We all accept a degree of uncertainty when it comes to this pernicious virus but Mr Hancock has gone further, dashing any hopes of holidays abroad this summer for consumers, pushing travel companies over the cliff in the process.

Could he not have said that this draconian hotel quarantine rule will be a short-term measure? That he would look at it again in a month’s time?

As it stands, the 33 countries on the ‘red list’ are not traditionally popular destinations. But that could change, in the same way people had to suddenly alter their plans in September and October as countries were added to or taken off the travel corridor list.

An airport hotel outside Heathrow Airport in London, Britain, 05 February 2021

An airport hotel outside Heathrow Airport in London, Britain, 05 February 2021

Sadly, it will be a case of once bitten, twice shy as tourists cancel their villas in, say, Turkey or Croatia just in case they have to quarantine on their return.

But what happens if you don’t cancel and then at the last moment your country of choice goes on the red list? Would you get your money back? Not necessarily is the answer.

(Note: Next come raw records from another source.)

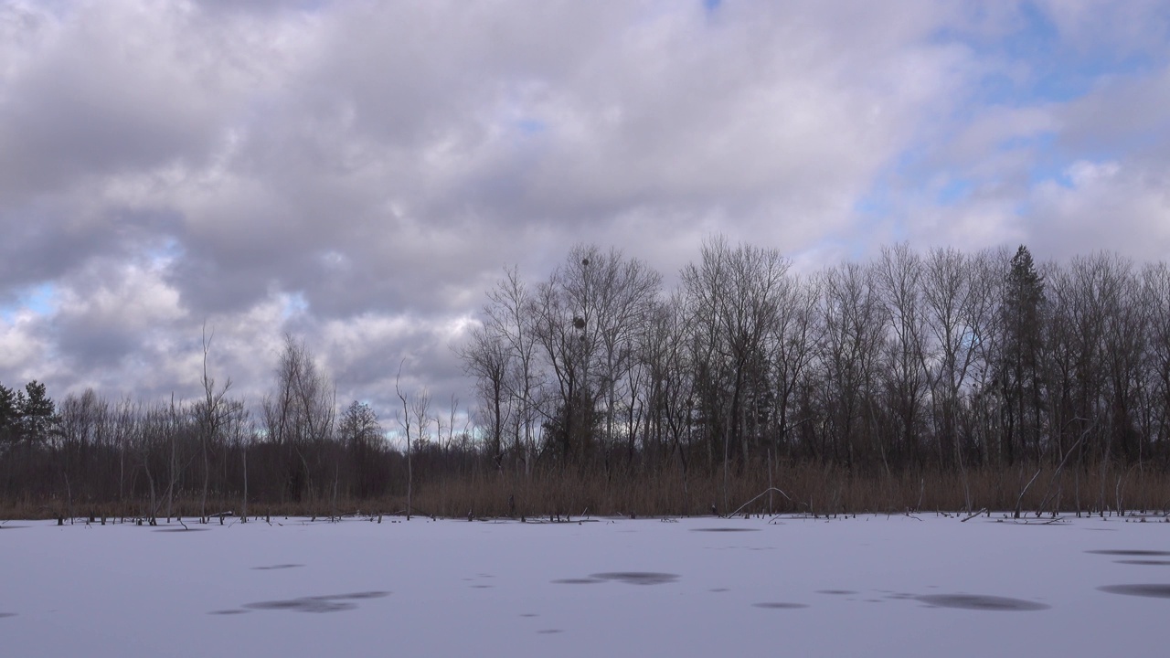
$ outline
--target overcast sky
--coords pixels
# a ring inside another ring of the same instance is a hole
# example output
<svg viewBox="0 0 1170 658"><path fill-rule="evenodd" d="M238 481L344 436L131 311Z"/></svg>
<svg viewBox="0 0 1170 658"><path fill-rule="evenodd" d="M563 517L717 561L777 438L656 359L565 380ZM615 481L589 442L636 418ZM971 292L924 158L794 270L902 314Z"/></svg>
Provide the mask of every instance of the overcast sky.
<svg viewBox="0 0 1170 658"><path fill-rule="evenodd" d="M1170 4L0 0L0 383L470 390L505 265L1170 260ZM404 362L405 359L405 362ZM392 423L387 423L388 425Z"/></svg>

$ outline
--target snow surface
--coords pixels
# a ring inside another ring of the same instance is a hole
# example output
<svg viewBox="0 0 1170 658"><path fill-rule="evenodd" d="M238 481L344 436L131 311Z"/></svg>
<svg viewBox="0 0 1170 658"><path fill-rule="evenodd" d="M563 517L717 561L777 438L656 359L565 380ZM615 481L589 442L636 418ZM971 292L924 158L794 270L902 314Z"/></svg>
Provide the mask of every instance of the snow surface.
<svg viewBox="0 0 1170 658"><path fill-rule="evenodd" d="M1165 656L1148 521L13 521L0 656Z"/></svg>

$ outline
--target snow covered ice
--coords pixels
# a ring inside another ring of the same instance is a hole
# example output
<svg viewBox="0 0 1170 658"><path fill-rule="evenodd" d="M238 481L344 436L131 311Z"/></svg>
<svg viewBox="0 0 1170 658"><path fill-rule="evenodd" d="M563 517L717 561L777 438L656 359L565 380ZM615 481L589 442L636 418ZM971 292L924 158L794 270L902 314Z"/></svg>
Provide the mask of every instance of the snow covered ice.
<svg viewBox="0 0 1170 658"><path fill-rule="evenodd" d="M8 522L0 653L1161 656L1161 521Z"/></svg>

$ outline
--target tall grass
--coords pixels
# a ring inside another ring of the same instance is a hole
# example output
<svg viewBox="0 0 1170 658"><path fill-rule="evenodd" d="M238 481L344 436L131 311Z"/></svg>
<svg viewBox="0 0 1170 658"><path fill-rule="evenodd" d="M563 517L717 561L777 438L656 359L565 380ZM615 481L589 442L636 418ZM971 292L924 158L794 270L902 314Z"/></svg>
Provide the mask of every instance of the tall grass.
<svg viewBox="0 0 1170 658"><path fill-rule="evenodd" d="M1031 485L1028 485L1031 482ZM1026 489L1026 491L1025 491ZM1021 495L1023 493L1023 495ZM763 495L760 495L763 494ZM441 518L577 519L581 516L694 516L739 514L866 514L921 512L1012 512L1026 514L1126 514L1170 510L1170 478L1161 471L1128 468L1065 469L1017 465L965 474L937 469L887 474L813 464L765 464L741 468L724 484L715 472L580 471L546 468L531 474L475 471L462 477L434 477L415 482L415 514ZM749 502L751 501L751 502ZM208 509L241 509L239 493L213 495ZM260 516L331 518L394 515L406 509L401 493L377 499L318 498L297 502L249 500ZM200 501L188 493L172 513L198 518ZM150 501L74 501L78 518L150 518ZM23 498L0 502L0 519L67 518L60 499Z"/></svg>

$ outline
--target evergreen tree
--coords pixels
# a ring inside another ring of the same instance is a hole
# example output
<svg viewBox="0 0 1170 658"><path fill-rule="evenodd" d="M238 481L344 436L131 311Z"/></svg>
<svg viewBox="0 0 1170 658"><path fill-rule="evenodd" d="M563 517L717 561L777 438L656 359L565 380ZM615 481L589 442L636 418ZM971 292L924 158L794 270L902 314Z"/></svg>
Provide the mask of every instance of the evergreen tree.
<svg viewBox="0 0 1170 658"><path fill-rule="evenodd" d="M21 430L23 438L30 443L41 444L53 436L58 425L56 404L44 390L44 384L29 382L25 385L25 395L19 396Z"/></svg>
<svg viewBox="0 0 1170 658"><path fill-rule="evenodd" d="M1017 452L1039 445L1042 399L1040 361L1044 337L1044 276L1032 253L1020 245L1004 286L1004 342L999 381L1004 395L1000 459L1011 464Z"/></svg>
<svg viewBox="0 0 1170 658"><path fill-rule="evenodd" d="M16 391L0 384L0 445L15 443L20 433L20 409L16 405Z"/></svg>

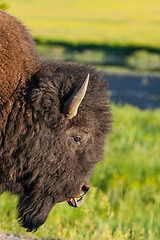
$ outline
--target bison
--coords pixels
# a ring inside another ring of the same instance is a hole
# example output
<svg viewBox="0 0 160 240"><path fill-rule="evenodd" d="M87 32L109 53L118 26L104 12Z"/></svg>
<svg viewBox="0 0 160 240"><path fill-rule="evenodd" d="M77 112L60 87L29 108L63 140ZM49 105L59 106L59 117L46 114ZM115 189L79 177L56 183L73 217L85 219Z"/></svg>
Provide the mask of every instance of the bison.
<svg viewBox="0 0 160 240"><path fill-rule="evenodd" d="M79 207L112 117L94 68L42 59L25 26L0 11L0 194L19 196L36 231L52 207Z"/></svg>

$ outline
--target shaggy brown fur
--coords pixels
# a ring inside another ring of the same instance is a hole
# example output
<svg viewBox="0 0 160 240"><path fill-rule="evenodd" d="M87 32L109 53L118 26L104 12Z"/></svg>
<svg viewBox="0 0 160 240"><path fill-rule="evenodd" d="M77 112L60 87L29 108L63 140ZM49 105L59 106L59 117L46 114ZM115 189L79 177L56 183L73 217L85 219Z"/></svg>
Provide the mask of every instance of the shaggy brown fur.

The Package Travel Regulations (2018) protect anyone who has booked a holiday in the event of cancellation caused by the travel company going out of business.

The regulations force tour operators and travel agents to provide refunds within 14 days of the cancellation being made, but they only cover package holidays, where flights and accommodation have been booked together. The problem comes for those who book the two separately.

It means the villa company would be quite within its rights to deny a refund. It’s not their fault the Government has said you must spend ten days in an airport hotel on your return and that you don’t fancy it.

Consumer group Which? says this is why people must look forensically at the terms and conditions when making a booking. Most important is to check exactly how flexible the booking is: do the terms allow for postponement or a refund?

If in any doubt, don’t book has to be the sorry mantra – and, tragically, that is exactly what will happen.

Forcing people to spend ten days in a hotel is not a sustainable strategy. Testing everyone who enters the UK and requiring only those who test positive to self-isolate is the solution, which the Government has refused to entertain from the very start of the pandemic.

Travel is all about heightened expectations. Yesterday’s announcement simply crushed hopes of sunnier days to come.